Psychologists have long wondered why some people quickly bounce back from life’s challenges, while others have difficulty regaining their balance. Now, scientific research suggests that the way you approach the world may impact your ability to recover from life’s stressors. In particular, cultivating an optimistic outlook can protect you from psychological threats and allow you to thrive.
The old saying about seeing the glass as “half empty” or “half full” has led many people to mistakenly believe that we’re simply wired to be optimists or pessimists. Optimism is often thought of as a personality trait that some people are born with and others aren’t. This couldn’t be farther from the truth. In fact, optimism is a set of behaviors that have been learned and cultivated over a lifetime. Importantly, it is possible to increase your own optimism by practicing certain thought patterns and responses.
Optimism is a sense of hope for the future. This includes taking a solution-focused approach to life. Rather than fixating on the problem, an optimist looks ahead to potential solutions. This gives optimists the ability to assess their own strengths and weaknesses, helping them react effectively to troublesome situations.
It’s important to note that an optimistic person isn’t blind to everything negative. Some people mistakenly believe that optimists are simply burying their heads in the sand about life’s negative aspects. Instead, optimists tend to accurately assess a situation and figure out how to make the most of it. They look at a glass as half empty and then decide to fill it up!
Link Between Optimism and Resilience
Psychologists have demonstrated over and over that people who cultivate an optimistic outlook on life are much more likely to bounce back from stressful life events. This protective quality is called resilience. Cultivating optimism can increase your resilience and allow you to thrive in the face of the challenges life throws your way.
For example, consider a situation in which you unexpectedly lose your job. This is obviously a big setback that would cause anyone to be upset. A pessimist may begin a negative line of thinking: “I can’t believe I got fired.” “Everyone probably thinks I’m stupid.” “They realized what a failure I am.” “I’ll never get another job now that I have that on my resume,” and on and on. These negative thought patterns may leave you feeling stuck and unable to weather this stressful life event.
In contrast, examine the response of an optimist to the same situation. An optimist might think, “You know, I really don’t know that that job was a good fit with my skill set anyway. At least I learned how to use that new design software while I was there. It sucks that I lost the job, but maybe this is a good opportunity to go back to school and try something new.”
Simply by taking a more positive outlook during a stressful and potentially dark situation, the optimist has reframed the entire event. The optimistic person is now in a much better position to get through this negative life event and come out stronger on the other side.
How to Cultivate Optimism
Since optimism is not a hard-wired personality trait, it can be learned. Begin by re-learning your ABCs, this time as a new way of conceptualizing events. “A” stands for antecedent (or adversity). This is the stressor that is potentially causing a problem. “B” is your belief or behavior. In the example above, these are all of the negative thoughts that occur after you lose your job. Finally, “C” is the consequence. For pessimists with negative thought patterns, the consequence is often feelings of depression, anxiety, or helplessness.

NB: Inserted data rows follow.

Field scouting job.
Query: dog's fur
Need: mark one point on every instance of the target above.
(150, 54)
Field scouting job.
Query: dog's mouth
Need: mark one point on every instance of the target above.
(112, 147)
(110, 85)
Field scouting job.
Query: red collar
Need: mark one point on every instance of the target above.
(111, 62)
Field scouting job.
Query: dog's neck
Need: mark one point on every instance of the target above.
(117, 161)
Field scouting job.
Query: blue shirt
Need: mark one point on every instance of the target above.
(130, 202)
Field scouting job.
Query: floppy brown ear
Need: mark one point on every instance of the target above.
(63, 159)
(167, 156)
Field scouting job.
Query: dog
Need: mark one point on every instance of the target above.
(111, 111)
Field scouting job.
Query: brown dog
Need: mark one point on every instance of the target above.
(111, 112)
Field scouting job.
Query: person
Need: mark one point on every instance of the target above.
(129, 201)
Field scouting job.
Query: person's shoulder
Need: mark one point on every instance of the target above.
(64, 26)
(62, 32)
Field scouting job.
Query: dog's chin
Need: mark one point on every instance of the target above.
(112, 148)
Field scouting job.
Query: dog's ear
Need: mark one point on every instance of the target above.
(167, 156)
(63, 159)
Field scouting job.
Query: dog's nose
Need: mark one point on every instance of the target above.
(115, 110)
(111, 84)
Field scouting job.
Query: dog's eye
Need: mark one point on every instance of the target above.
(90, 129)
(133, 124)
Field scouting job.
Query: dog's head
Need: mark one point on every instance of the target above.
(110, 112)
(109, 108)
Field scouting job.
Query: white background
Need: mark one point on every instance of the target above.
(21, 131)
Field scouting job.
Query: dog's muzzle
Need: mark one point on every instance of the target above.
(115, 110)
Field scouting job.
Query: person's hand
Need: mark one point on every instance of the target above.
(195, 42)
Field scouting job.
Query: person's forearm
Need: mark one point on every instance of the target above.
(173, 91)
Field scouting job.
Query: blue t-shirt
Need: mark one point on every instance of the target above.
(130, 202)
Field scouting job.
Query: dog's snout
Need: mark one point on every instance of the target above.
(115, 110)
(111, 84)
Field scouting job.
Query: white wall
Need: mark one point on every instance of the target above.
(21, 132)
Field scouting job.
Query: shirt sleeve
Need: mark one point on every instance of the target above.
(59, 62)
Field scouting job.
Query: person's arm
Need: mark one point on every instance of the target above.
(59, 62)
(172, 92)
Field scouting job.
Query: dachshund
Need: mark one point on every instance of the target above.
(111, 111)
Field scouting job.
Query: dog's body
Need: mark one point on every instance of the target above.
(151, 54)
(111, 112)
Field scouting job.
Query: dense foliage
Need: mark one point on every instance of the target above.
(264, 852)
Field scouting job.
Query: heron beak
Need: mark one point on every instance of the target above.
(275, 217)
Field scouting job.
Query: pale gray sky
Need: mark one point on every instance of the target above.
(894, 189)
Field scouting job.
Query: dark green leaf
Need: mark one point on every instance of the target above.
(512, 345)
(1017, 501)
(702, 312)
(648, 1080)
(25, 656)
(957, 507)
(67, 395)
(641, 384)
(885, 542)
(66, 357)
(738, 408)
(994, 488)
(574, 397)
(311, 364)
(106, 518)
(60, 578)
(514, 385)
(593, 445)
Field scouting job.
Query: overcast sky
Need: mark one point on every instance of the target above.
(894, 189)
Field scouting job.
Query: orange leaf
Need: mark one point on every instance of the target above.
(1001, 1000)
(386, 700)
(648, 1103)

To cultivate a more optimistic outlook, remember to dispute (“D”) these automatic thoughts. Take a moment to notice the automatic thoughts and dispute them. Then, evaluate (“E”) by looking for the evidence. When you challenge and evaluate your own thoughts, you will soon realize that they are often based on mistaken premises or self-judgment. Then, replace the problematic thought with a more balanced outlook.
If you’re facing a time of adversity, take the time to recognize your problematic thought patterns and cultivate a more optimistic outlook. Consider doing the following:
Be realistic. Accurately assess your own strengths and weaknesses to determine how they may contribute to the problem.
Self-care. Take time to relax your mind and body. Exercise, take a bath, or enjoy a good meal.
Acknowledge stress. Pushing stress away is counterproductive, as this approach often makes the stressful event seem even worse. Repeat a mantra, such as “Accept what you cannot change,” “This too shall pass,” or simply, “Breathe,” to center yourself.
Find social support. Surround yourself with fellow optimists who make you feel supported. Don’t be afraid to lean on your friends when you need help.
Meditate. Meditation is a great way to center your mind, clear your head of negative thoughts, and experience deep relaxation.
An optimistic attitude won’t come overnight. However, making small changes in your thinking pattern or way of approaching stressful situations will pay off over time. Invest in yourself to increase your resilience and learn how to thrive.